In work by Hou et al. [37] 7 T MRI scans were enhanced using a method based on the Haar transform, which increased the distinguishability of PVS. Hou et al. showed that PVS detection by thresholding the scans after vesselness filtering was significantly improved by using the enhanced and denoised scans. In our work a combination of the vesselness filter with signal intensities in the T₂-weighted scan was used for PVS detection. Incorporating Hou's scan enhancement in our automatic method may offer possibilities to further improve both detection and tracking of PVS. However, in our method only larger PVS were included (PVS shorter than 2 mm are excluded), and therefore the scan enhancement by Hou et al. is expected to offer only minor improvements for our PVS detection method.
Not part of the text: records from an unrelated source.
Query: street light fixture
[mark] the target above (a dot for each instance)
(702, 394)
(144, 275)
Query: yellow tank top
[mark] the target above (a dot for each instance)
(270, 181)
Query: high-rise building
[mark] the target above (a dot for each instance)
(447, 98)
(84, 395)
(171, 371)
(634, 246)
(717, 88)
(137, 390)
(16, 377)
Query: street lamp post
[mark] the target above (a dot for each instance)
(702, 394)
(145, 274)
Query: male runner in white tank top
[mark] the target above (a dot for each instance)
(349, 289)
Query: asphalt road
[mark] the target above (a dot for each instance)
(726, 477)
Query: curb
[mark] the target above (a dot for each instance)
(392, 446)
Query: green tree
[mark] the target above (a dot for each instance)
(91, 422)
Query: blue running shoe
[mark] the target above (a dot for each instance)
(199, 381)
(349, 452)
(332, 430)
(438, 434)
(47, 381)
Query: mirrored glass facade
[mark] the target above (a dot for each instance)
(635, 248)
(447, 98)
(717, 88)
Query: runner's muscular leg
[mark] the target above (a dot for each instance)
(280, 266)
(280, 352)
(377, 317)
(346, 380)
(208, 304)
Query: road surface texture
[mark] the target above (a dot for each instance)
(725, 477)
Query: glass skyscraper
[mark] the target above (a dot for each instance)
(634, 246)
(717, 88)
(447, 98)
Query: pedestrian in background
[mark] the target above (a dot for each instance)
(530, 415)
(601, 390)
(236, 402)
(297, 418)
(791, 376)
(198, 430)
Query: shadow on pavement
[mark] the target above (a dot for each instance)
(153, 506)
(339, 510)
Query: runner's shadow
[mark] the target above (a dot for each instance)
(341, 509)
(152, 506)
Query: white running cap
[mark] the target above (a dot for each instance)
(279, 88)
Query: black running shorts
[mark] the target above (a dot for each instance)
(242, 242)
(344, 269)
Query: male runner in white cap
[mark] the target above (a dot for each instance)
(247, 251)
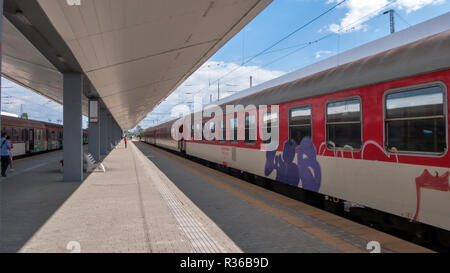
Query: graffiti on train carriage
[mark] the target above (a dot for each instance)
(307, 170)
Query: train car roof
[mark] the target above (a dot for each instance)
(22, 122)
(420, 49)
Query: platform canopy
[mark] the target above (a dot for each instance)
(134, 53)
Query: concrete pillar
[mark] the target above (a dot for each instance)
(73, 134)
(108, 132)
(116, 133)
(103, 136)
(94, 134)
(1, 41)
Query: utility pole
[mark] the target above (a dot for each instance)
(218, 90)
(392, 19)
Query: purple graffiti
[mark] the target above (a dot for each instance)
(287, 171)
(307, 170)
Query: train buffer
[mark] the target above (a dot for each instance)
(91, 165)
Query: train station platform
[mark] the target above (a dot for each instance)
(152, 201)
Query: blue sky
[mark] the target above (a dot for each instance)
(353, 23)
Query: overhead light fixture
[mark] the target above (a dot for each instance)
(22, 18)
(60, 58)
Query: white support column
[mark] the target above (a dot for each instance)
(103, 135)
(73, 133)
(94, 129)
(108, 132)
(1, 54)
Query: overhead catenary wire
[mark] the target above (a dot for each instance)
(279, 41)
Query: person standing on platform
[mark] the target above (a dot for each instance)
(5, 146)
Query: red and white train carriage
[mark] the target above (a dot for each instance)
(373, 131)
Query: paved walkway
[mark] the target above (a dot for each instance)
(133, 207)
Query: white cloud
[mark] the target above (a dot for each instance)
(321, 53)
(203, 83)
(360, 11)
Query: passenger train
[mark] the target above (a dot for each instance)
(31, 137)
(371, 134)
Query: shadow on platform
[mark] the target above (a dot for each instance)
(28, 200)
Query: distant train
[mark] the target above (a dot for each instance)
(372, 133)
(31, 137)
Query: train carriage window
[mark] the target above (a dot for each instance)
(15, 135)
(269, 121)
(415, 121)
(9, 132)
(203, 135)
(212, 130)
(300, 123)
(223, 130)
(233, 132)
(344, 124)
(197, 131)
(250, 129)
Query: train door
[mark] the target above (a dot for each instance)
(181, 142)
(30, 140)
Future methods could consider the use of (convolutional) neural networks, to replace the kNN method for detection of the PVS. For example the nnDetection framework [38] has shown promising results in detecting small objects [39]. A downside is that neural network methods usually require larger example training data sets. An alternative approach is to use convolutional neural networks to completely segment PVS at once, which was one of the tasks in the “Where is VALDO” challenge [40].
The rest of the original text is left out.